Tuesday, July 1st 2008

ATI Preparing 'Super RV770' to Challenge GeForce GTX 200 Series

The RV770 is perhaps the best thing that happened to AMD in a long while. But more than AMD, it's perhaps the best thing that happened to us, the consumers. But general product launches seem to be just the tip of the ice-berg. The new PCB's designed by ATI for RV770 cards are actually running at well below the clock speed they can support and there is every reason to believe that these cards will be challenging NVIDIA's very best.

The HD4870 PCB with two 6-pin power connectors can support a maximum TDP of 225W (2x 75W from the power connectors + 75W from the PCI-Express interface). While at stock parameters, the HD4870 will not consume over 170W, it implies that with a fair bit of binning for high-performing parts, there is a serious lot of room for overclocking way beyond what the ordinary HD4870 cards can take.

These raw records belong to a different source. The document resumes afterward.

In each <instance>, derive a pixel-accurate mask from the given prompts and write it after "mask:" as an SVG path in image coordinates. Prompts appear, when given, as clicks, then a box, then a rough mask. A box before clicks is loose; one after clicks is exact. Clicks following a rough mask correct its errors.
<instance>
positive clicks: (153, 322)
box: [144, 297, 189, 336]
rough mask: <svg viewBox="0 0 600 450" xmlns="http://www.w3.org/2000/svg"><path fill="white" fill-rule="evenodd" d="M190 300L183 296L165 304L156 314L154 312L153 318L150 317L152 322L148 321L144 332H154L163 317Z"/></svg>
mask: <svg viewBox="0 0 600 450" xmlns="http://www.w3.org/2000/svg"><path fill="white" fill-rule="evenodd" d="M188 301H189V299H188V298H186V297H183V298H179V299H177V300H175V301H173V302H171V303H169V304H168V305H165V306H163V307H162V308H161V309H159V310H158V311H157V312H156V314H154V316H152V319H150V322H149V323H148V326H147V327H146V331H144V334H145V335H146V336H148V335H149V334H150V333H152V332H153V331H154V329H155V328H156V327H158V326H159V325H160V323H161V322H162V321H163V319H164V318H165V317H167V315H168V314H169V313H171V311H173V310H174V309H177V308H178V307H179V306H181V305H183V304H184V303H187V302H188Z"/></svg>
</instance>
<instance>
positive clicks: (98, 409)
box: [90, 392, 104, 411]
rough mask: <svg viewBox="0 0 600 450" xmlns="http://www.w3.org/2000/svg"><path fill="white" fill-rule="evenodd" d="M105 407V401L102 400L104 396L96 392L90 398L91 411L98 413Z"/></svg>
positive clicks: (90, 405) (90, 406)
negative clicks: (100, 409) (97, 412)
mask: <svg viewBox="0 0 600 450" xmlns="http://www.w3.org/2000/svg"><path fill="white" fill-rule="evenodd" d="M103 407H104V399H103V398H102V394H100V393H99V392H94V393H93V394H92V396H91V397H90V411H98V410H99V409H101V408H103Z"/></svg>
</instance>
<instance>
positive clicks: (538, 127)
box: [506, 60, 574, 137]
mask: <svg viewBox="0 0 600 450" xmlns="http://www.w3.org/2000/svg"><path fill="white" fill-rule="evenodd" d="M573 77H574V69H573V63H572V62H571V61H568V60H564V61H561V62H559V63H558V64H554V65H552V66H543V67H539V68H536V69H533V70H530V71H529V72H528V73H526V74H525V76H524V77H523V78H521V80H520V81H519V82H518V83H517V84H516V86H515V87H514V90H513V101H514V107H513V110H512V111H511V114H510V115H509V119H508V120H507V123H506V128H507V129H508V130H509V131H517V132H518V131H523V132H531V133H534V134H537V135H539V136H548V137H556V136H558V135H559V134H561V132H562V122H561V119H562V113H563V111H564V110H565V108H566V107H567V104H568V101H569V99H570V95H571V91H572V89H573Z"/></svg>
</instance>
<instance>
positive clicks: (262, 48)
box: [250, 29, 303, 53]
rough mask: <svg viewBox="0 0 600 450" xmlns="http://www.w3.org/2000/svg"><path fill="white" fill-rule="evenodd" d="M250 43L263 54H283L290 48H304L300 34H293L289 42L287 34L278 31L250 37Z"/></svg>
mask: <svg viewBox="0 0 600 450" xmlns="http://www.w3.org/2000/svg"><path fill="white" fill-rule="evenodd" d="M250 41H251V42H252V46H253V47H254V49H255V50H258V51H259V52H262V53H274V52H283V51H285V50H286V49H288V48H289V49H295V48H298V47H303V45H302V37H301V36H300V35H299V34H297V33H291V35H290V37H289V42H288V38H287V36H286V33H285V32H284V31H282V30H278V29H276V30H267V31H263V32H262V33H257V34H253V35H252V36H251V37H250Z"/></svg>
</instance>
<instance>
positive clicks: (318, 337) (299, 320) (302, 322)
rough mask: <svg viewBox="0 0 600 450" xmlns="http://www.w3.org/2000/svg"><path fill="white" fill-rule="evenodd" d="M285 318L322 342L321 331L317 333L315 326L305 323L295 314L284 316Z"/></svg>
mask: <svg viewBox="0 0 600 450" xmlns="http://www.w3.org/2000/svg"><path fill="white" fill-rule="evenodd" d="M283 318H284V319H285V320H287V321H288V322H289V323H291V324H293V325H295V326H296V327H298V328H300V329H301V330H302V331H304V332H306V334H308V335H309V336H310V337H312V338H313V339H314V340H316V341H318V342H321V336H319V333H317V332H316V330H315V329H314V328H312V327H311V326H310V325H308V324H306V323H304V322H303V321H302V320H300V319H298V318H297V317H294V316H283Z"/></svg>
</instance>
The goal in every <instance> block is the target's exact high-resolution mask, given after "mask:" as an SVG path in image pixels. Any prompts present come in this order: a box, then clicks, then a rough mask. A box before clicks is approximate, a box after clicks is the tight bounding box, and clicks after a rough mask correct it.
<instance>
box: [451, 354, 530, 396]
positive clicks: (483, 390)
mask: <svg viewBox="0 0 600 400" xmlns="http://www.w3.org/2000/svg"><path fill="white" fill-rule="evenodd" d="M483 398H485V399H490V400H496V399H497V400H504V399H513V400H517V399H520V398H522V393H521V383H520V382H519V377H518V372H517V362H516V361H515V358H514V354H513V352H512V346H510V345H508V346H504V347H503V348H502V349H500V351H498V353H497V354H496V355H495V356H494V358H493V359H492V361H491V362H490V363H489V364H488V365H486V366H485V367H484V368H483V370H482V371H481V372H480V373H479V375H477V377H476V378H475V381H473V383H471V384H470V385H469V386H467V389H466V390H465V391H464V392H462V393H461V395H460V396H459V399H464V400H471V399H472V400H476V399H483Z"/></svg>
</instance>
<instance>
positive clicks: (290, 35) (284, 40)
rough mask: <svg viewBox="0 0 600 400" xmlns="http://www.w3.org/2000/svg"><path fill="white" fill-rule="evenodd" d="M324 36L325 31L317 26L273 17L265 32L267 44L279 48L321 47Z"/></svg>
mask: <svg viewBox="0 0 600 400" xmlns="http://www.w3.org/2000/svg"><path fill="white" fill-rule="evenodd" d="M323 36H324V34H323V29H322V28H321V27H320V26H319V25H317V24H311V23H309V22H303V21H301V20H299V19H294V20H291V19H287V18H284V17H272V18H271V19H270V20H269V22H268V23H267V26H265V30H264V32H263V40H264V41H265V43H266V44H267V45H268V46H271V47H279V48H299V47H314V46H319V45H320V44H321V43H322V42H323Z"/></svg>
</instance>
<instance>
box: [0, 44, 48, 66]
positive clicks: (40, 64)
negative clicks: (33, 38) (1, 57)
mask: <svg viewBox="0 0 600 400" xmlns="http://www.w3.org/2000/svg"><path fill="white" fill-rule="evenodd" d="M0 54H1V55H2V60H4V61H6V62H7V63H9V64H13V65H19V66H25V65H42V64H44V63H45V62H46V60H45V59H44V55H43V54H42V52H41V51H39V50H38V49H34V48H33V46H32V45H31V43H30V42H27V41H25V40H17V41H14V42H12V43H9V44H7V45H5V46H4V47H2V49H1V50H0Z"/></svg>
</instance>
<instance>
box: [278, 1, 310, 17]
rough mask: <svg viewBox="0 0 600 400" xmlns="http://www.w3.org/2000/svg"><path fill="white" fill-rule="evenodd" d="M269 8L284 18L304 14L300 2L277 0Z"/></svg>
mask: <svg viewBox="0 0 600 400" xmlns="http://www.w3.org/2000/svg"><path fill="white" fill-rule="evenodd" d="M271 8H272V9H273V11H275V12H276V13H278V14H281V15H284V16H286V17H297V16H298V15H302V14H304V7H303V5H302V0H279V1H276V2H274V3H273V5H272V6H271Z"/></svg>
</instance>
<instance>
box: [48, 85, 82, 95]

ATI is binning the parts to a lowest denominator required for good yields and a level of performance that reaches or sometimes overtakes the GeForce GTX 260. But this time around, the company developed an AIB/OEM-only product codenamed "Super RV770", which will be much more powerful.

These cards will come with pre-installed water-cooling and feature an 'unlocked BIOS'. Déjà Vu? Yes, it's perhaps the same parts that went into making the Diamond HD4870 XOC Unlocked Black Edition which was released earlier. The BIOS allows manufacturers to push the GPU core speed all the way up to 950 MHz, with the memory being able to scale up to 1200 MHz (effective: 4.80 GHz). With even better cooling such as a thermo-electric couple (TEC) cooler, you might be able to push it a little further. At 1200 MHz memory, the card attains a memory bandwidth of 150 GBps.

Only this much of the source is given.